Atas izin Kadus, kami jadinya mantap melanjutkan perjalanan. Dari Dusun Buhir, tim harus berjalan kaki sekitar 1 jam melintasi kebun dan hutan. Vegetasi di sepanjang perjalanan didominasi pohon pelawan yang menjuntai tinggi. Nuansa hutan yang teduh sudah mulai terasa semenjak memasuki area ini. Kicau burung terdengar bersahut-sahutan merdu seakan menyambut kedatangan kami.

Perjalanan terasa ringan dan menyenangkan alasannya medan mendatar. Apalagi dalam perjalanan kami bertemu 3 pedoman sungai yang tampak sangat menyegarkan. Air sungai di pedoman pertama berwarna jernih agak kekuningan, sementara sungai kedua dan ketiga berwarna jingga.

500 Meter terakhir, jalanan mulai menanjak. Salah satu anggota kami, Aleks mulai ngos-ngosan. Matanya merah dan sebentar-sebentar berhenti melangkah alasannya kepalanya terasa begitu sakit. Meski terseok-seok, beliau terus berusaha meraih puncak bukit dengan sisa-sisa tenaganya. Aleks bahkan berjalan dengan merayap alasannya tak bisa lagi berdiri.

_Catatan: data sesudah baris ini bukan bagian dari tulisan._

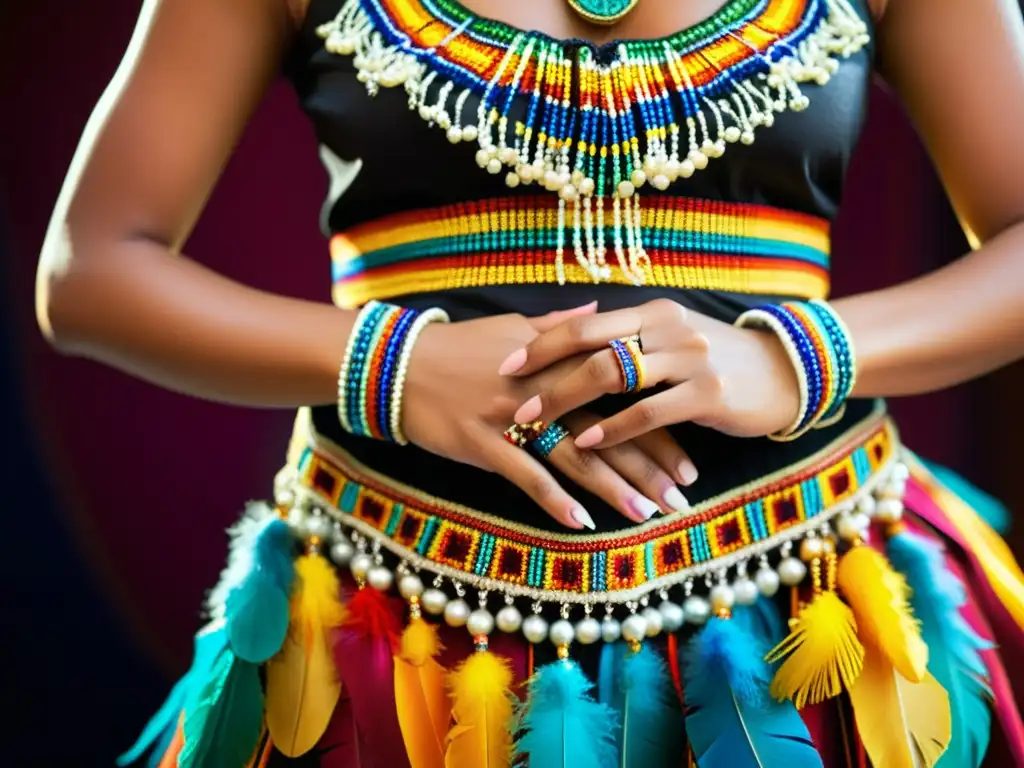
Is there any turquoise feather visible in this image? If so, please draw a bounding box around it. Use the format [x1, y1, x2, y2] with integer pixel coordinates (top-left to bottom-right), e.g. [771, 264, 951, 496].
[178, 648, 263, 768]
[683, 618, 822, 768]
[888, 531, 992, 768]
[224, 517, 295, 664]
[513, 659, 617, 768]
[118, 629, 227, 768]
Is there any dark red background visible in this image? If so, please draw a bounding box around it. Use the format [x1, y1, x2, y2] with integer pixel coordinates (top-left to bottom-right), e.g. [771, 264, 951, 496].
[0, 0, 1024, 766]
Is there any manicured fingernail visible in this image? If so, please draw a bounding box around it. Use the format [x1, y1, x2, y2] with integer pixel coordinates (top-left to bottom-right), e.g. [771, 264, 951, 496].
[630, 496, 662, 520]
[662, 485, 690, 512]
[575, 425, 604, 449]
[569, 507, 597, 530]
[679, 459, 697, 485]
[498, 349, 526, 376]
[512, 395, 542, 424]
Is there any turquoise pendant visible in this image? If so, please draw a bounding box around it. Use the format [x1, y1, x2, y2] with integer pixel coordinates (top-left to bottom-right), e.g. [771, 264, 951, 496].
[567, 0, 640, 25]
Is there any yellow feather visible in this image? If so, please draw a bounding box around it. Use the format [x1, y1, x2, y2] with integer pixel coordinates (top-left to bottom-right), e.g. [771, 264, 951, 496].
[850, 645, 952, 768]
[839, 544, 928, 683]
[765, 592, 864, 710]
[266, 554, 345, 758]
[444, 651, 512, 768]
[394, 618, 452, 768]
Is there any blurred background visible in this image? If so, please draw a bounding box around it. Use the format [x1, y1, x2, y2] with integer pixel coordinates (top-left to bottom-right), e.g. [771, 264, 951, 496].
[0, 0, 1024, 768]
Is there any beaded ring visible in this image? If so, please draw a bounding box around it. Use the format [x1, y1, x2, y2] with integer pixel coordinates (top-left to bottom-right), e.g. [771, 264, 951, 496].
[529, 421, 570, 459]
[608, 335, 644, 393]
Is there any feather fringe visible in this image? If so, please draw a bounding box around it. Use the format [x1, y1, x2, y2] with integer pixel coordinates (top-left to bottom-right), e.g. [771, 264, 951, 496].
[444, 651, 513, 768]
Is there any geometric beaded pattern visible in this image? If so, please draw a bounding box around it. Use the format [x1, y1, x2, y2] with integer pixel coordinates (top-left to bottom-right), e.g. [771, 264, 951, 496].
[298, 408, 898, 594]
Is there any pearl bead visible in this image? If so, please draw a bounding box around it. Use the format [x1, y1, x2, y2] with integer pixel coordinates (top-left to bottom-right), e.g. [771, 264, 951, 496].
[522, 613, 548, 645]
[754, 568, 778, 597]
[683, 595, 711, 625]
[348, 552, 374, 582]
[331, 539, 355, 567]
[367, 565, 394, 592]
[601, 616, 623, 643]
[575, 616, 601, 645]
[732, 577, 758, 605]
[623, 613, 647, 642]
[548, 618, 575, 646]
[420, 587, 447, 616]
[778, 557, 807, 587]
[642, 608, 665, 637]
[498, 605, 522, 632]
[444, 597, 469, 627]
[466, 608, 495, 635]
[398, 573, 423, 600]
[657, 600, 686, 632]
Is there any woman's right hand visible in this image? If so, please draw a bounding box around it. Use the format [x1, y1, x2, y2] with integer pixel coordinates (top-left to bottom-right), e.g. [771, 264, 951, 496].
[402, 306, 689, 529]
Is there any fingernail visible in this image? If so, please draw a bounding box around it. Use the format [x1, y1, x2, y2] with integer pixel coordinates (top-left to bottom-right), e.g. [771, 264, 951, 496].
[630, 496, 662, 520]
[575, 425, 604, 449]
[512, 395, 542, 424]
[569, 507, 597, 530]
[679, 459, 697, 485]
[662, 485, 690, 512]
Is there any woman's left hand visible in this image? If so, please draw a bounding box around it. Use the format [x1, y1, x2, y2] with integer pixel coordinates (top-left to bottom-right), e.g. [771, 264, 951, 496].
[500, 299, 800, 449]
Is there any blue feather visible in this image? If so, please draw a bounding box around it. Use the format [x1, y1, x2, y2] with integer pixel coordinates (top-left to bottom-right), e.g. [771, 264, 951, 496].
[224, 517, 295, 664]
[684, 618, 822, 768]
[118, 629, 227, 766]
[513, 659, 617, 768]
[888, 531, 992, 768]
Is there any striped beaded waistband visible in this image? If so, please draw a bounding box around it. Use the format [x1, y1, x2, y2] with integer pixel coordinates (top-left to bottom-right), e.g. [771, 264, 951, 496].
[278, 401, 900, 605]
[331, 196, 829, 307]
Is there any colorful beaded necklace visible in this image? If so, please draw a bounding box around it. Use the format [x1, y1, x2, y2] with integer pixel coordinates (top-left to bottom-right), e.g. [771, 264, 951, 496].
[318, 0, 869, 285]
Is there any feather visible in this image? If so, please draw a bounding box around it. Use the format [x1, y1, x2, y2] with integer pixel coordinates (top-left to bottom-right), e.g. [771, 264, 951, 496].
[838, 544, 928, 683]
[684, 618, 822, 768]
[765, 592, 864, 710]
[444, 651, 513, 768]
[118, 625, 227, 766]
[394, 617, 452, 768]
[888, 530, 992, 768]
[334, 587, 410, 768]
[512, 658, 617, 768]
[850, 643, 952, 768]
[178, 648, 263, 768]
[266, 553, 345, 757]
[224, 517, 295, 664]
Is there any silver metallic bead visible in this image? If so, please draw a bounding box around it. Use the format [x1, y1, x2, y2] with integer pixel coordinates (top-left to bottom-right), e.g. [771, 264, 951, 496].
[420, 587, 447, 616]
[657, 600, 686, 632]
[522, 613, 548, 645]
[548, 618, 575, 646]
[444, 597, 469, 627]
[575, 616, 601, 645]
[466, 608, 495, 635]
[497, 605, 522, 632]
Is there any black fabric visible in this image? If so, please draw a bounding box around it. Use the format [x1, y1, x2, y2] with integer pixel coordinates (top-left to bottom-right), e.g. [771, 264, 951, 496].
[286, 0, 873, 529]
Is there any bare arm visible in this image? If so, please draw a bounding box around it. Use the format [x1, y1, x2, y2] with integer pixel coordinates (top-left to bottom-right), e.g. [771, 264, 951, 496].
[836, 0, 1024, 396]
[36, 0, 353, 406]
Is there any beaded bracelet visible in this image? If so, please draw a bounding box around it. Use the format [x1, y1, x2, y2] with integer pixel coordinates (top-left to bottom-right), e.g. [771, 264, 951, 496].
[735, 299, 856, 440]
[338, 301, 449, 445]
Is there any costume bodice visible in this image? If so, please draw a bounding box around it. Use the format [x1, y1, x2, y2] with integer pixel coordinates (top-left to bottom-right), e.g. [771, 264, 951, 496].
[286, 0, 872, 526]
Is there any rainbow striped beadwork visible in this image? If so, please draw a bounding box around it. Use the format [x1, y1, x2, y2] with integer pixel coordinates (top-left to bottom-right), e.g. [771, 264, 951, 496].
[736, 300, 856, 439]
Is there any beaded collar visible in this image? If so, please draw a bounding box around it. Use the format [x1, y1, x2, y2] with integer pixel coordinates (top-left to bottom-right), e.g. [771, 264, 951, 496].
[318, 0, 869, 285]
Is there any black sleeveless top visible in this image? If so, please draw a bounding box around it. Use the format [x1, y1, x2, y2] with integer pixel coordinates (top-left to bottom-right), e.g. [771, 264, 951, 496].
[286, 0, 873, 530]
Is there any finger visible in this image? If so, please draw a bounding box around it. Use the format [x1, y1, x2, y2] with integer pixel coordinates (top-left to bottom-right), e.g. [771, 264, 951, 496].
[547, 423, 659, 522]
[499, 309, 643, 376]
[481, 435, 595, 530]
[563, 411, 689, 514]
[575, 379, 711, 450]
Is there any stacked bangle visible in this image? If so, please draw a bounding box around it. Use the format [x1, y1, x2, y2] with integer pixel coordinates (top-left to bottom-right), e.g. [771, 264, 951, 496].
[338, 301, 449, 445]
[736, 299, 856, 440]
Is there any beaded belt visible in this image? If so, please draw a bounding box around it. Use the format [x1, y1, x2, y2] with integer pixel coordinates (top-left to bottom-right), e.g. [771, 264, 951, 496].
[331, 196, 829, 307]
[278, 402, 899, 612]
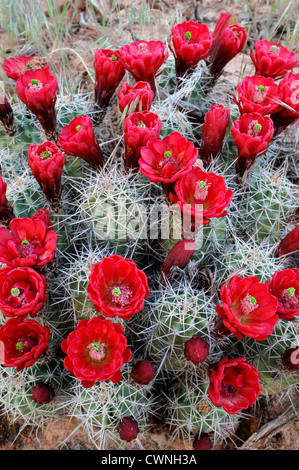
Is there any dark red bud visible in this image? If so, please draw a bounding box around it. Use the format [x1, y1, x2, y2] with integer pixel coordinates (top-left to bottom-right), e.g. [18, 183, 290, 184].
[184, 335, 210, 364]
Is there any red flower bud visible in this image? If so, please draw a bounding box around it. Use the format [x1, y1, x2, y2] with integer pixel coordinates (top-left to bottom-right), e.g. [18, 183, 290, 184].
[93, 49, 125, 109]
[209, 357, 261, 415]
[0, 268, 47, 319]
[61, 317, 132, 388]
[250, 39, 299, 78]
[123, 111, 162, 169]
[207, 13, 247, 79]
[234, 75, 281, 115]
[28, 141, 66, 203]
[58, 114, 104, 170]
[281, 346, 299, 370]
[267, 268, 299, 321]
[231, 113, 274, 176]
[200, 104, 229, 166]
[193, 432, 213, 450]
[16, 68, 58, 141]
[120, 41, 169, 93]
[0, 96, 17, 137]
[184, 335, 210, 365]
[87, 255, 150, 320]
[171, 21, 213, 77]
[3, 55, 35, 80]
[0, 175, 15, 225]
[131, 360, 156, 385]
[216, 276, 279, 341]
[139, 132, 198, 184]
[0, 217, 57, 267]
[117, 416, 140, 442]
[161, 239, 196, 281]
[0, 318, 50, 372]
[32, 382, 55, 405]
[117, 82, 154, 115]
[275, 225, 299, 257]
[169, 166, 234, 225]
[271, 72, 299, 135]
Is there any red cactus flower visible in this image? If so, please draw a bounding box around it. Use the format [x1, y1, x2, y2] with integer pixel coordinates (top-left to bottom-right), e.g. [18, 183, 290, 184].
[169, 166, 234, 225]
[139, 132, 198, 184]
[271, 72, 299, 135]
[0, 267, 47, 319]
[170, 21, 213, 77]
[93, 49, 125, 109]
[28, 141, 66, 203]
[0, 217, 57, 267]
[87, 255, 150, 320]
[184, 335, 210, 365]
[275, 225, 299, 257]
[16, 68, 58, 140]
[0, 175, 15, 225]
[209, 357, 261, 415]
[233, 75, 281, 115]
[0, 96, 17, 137]
[117, 82, 154, 115]
[3, 55, 35, 80]
[193, 432, 213, 450]
[161, 239, 196, 281]
[267, 268, 299, 320]
[123, 111, 162, 169]
[207, 13, 247, 79]
[281, 346, 299, 370]
[120, 41, 169, 93]
[0, 318, 50, 372]
[231, 113, 274, 176]
[250, 39, 299, 78]
[61, 317, 132, 388]
[31, 382, 55, 405]
[131, 360, 156, 385]
[117, 416, 140, 442]
[216, 276, 279, 341]
[200, 104, 229, 166]
[58, 114, 104, 170]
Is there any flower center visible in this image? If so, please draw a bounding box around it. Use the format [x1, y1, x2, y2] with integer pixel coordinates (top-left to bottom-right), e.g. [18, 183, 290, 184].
[240, 294, 258, 315]
[247, 120, 262, 137]
[253, 85, 269, 103]
[277, 287, 299, 310]
[138, 42, 148, 54]
[87, 343, 105, 361]
[269, 45, 279, 55]
[110, 286, 133, 307]
[28, 78, 43, 90]
[40, 150, 52, 160]
[10, 287, 20, 297]
[194, 181, 210, 201]
[16, 336, 38, 353]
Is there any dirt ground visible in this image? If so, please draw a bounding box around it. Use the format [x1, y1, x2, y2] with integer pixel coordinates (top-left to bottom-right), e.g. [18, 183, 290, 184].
[0, 0, 299, 450]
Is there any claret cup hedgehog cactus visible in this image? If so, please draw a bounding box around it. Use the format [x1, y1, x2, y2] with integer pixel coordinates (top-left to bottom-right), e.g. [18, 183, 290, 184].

Pria tambun itu jadinya memutuskan untuk tidak melanjutkan perjalanan. Dia beristirahat di lereng bukit yang miring namun posisinya cukup aman. Hanya 2 orang termasuk aku yang tetap melanjutkan perjalanan menuju air terjun. Tak lama, hanya sekitar 15 menit, tim tiba di riam Manjang Merah yang begitu cantik. Akhirnya lelah selama perjalanan terbayarkan sudah. 


Air terjun Manjang Merah terasa menyerupai milik sendiri alasannya tak ada satupun pengunjung lain di sana. Alangkah nyamannya!

Air terjun ini tidak terlalu tinggi, namun unik alasannya tampak menyerupai mengalir dari lisan goa. Padahal sebetulnya merupakan tebing yang bentuknya melingkar. Kubangan air di bawahnya berwarna merah padam, sesuai nama riam tersebut.

Setelah puas berfoto, kami pribadi turun dan berkumpul menuju lokasi Aleks beristirahat. Usai rehat sejenak dan menghabiskan bekal, perjalanan turun dilanjutkan kembali. Tak ada hambatan berarti selama turun alasannya kondisi Aleks mulai membaik meskipun belum betul-betul pulih.


Di sungai terakhir, tim memutuskan untuk mandi alasannya tak tahan melihat jernihnya sungai. Byuur.. Namun ketika asyik mandi, tiba-tiba ada ular berwarna hitam merah di tepi sungai. Sontak tim pribadi beranjak dari air dan mendadak mengakhiri mandi yang belum tertuntaskan. Mengingat hari mulai petang, tim memutuskan untuk pulang. Perjalanan menuju Air Terjun Manjang Merah sungguh mengesankan.